Refactor / performance: Track scope information while traversing #609

Declspeck · 2018-02-24T22:38:54Z

This PR makes the resolution of variable types go forwards instead of backwards. It keeps an active scope. In my opinion, this makes the code more understandable (although the number of lines increased.) Code duplication is removed between completion for variables and resolving them in DefinitionResolver.

Additionally, the scope is used to cache results of getResolvedName, since it is quite slow, at least with the current Tolerant PHP Parser. This cache is invalidated when a namespace declaration is met.

There are no tests for Scope yet, in case there are severe issues with the general approach.

Edit: This increases performance of Performance.php by ~10% on my machine.

codecov · 2018-02-24T23:02:41Z

Codecov Report

Merging #609 into master will increase coverage by 0.38%.
The diff coverage is 88.31%.

@@             Coverage Diff              @@
##             master     #609      +/-   ##
============================================
+ Coverage     81.63%   82.02%   +0.38%     
+ Complexity      910      882      -28     
============================================
  Files            61       65       +4     
  Lines          2075     2097      +22     
============================================
+ Hits           1694     1720      +26     
+ Misses          381      377       -4

Impacted Files	Coverage Δ	Complexity Δ
src/SignatureInformationFactory.php	`100% <100%> (ø)`	`10 <6> (ø)`	⬇️
src/SignatureHelpProvider.php	`98.66% <100%> (ø)`	`26 <0> (ø)`	⬇️
src/Scope/GetScopeAtNode.php	`100% <100%> (ø)`	`0 <0> (?)`
src/Scope/Variable.php	`100% <100%> (ø)`	`1 <1> (?)`
src/Scope/TreeTraverser.php	`100% <100%> (ø)`	`37 <37> (?)`
src/Scope/Scope.php	`100% <100%> (ø)`	`4 <4> (?)`
src/CompletionProvider.php	`98.4% <100%> (+3.88%)`	`75 <0> (-33)`	⬇️
src/Server/TextDocument.php	`75.37% <75%> (ø)`	`56 <0> (ø)`	⬇️
src/DefinitionResolver.php	`86.11% <76.97%> (-1.22%)`	`299 <275> (-31)`
src/TreeAnalyzer.php	`92.85% <96.66%> (-1.43%)`	`47 <38> (-6)`
... and 5 more

jens1o · 2018-02-25T07:15:15Z

src/Scope/TreeTraverser.php

+        }
+
+        if ($node instanceof ClassLike
+            && (in_array($childName, ['classMembers', 'interfaceMembers','traitMembers'], true))


Do we need to strictly compare here?

Not really - I thought it would be good form, just like using === instead of == - do you think there's a reason to change it?

Somehow my benchmarks are showing different results:
https://gist.github.com/jens1o/621c1307ee0b9d618839211688d46dba

PS C:\nginx\html\projects\php7.2-playground> php .\in_array_strict_benchmark.php Took 0.42s with strict compare Took 0.35s without strict compare Took 5.47s with strict compare Took 0.43s without strict compare Took 0.54s with strict compare Took 0.47s without strict compare

Your benchmark shows searching for an empty string which does not is the case here?

@nikic is it expexcted that strictly searching for any empty string via in_array is slower then when doing it non-strict?

That said, the in_array strict path is slightly less optimized than the non-strict one.
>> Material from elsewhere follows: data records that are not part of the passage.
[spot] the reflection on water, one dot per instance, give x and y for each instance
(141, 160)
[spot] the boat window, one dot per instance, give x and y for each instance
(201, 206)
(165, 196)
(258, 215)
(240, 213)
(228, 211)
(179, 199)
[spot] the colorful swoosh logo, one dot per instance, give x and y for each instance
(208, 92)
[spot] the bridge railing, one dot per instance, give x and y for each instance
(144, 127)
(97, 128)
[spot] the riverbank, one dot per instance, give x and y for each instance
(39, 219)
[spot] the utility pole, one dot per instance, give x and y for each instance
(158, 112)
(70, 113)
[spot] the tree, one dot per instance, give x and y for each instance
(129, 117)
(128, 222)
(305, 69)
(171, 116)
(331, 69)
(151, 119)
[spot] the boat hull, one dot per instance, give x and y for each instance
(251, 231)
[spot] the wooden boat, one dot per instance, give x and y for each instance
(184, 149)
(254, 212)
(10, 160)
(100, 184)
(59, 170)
Though if you want to micro-optimize this, the way to do it is to use \in_array (with strict), which will transform to an HT lookup. Or even better, just directly implement it as an HT lookup so you're not dependent on optimization behavior.
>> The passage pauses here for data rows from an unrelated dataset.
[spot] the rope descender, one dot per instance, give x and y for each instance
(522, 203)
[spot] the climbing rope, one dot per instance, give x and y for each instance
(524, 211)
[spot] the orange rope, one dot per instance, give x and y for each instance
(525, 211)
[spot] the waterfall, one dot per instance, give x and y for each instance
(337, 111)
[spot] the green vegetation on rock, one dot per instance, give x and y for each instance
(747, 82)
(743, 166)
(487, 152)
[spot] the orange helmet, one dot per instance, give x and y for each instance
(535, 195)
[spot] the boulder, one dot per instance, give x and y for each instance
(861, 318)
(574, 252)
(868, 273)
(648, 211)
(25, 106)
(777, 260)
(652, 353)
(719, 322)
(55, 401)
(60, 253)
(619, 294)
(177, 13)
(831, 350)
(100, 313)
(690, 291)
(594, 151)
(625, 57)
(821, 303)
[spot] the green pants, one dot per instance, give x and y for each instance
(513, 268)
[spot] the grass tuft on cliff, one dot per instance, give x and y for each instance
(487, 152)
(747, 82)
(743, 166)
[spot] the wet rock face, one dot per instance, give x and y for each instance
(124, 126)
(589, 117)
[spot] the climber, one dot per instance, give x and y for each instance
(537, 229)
Ah, I didn't actually mean performance-wise but style-wise.

I think it's better because the code does not perform convoluted type casts under the hood. It's not that the code would be more incorrect that way, just that it feels that way - when I'm searching for a bug, I don't have to wonder if this comparison here does something funny.

... although I would have expected the strict version also to be faster.

Well, that specific benchmark is rather useless, as the second array contains 0 as first element, which is (non-strict) equal to the empty string, so what you see there is the difference between matching on the first element in the array vs scanning through all 10000 elements and not finding anything.

Good point!

I agree that strict comparison is always easier to reason about.

jens1o · 2018-02-25T07:15:49Z

src/Scope/TreeTraverser.php

+
+
+        // TODO: Handle use (&$x) when $x is not defined in scope.
+        // TODO: Handle list(...) = $a;


and PHP7.1+ [...] = $a;

👍 I didn't even know about that construct

Ok, I added a TODO comment for that and foreach ($a as [...])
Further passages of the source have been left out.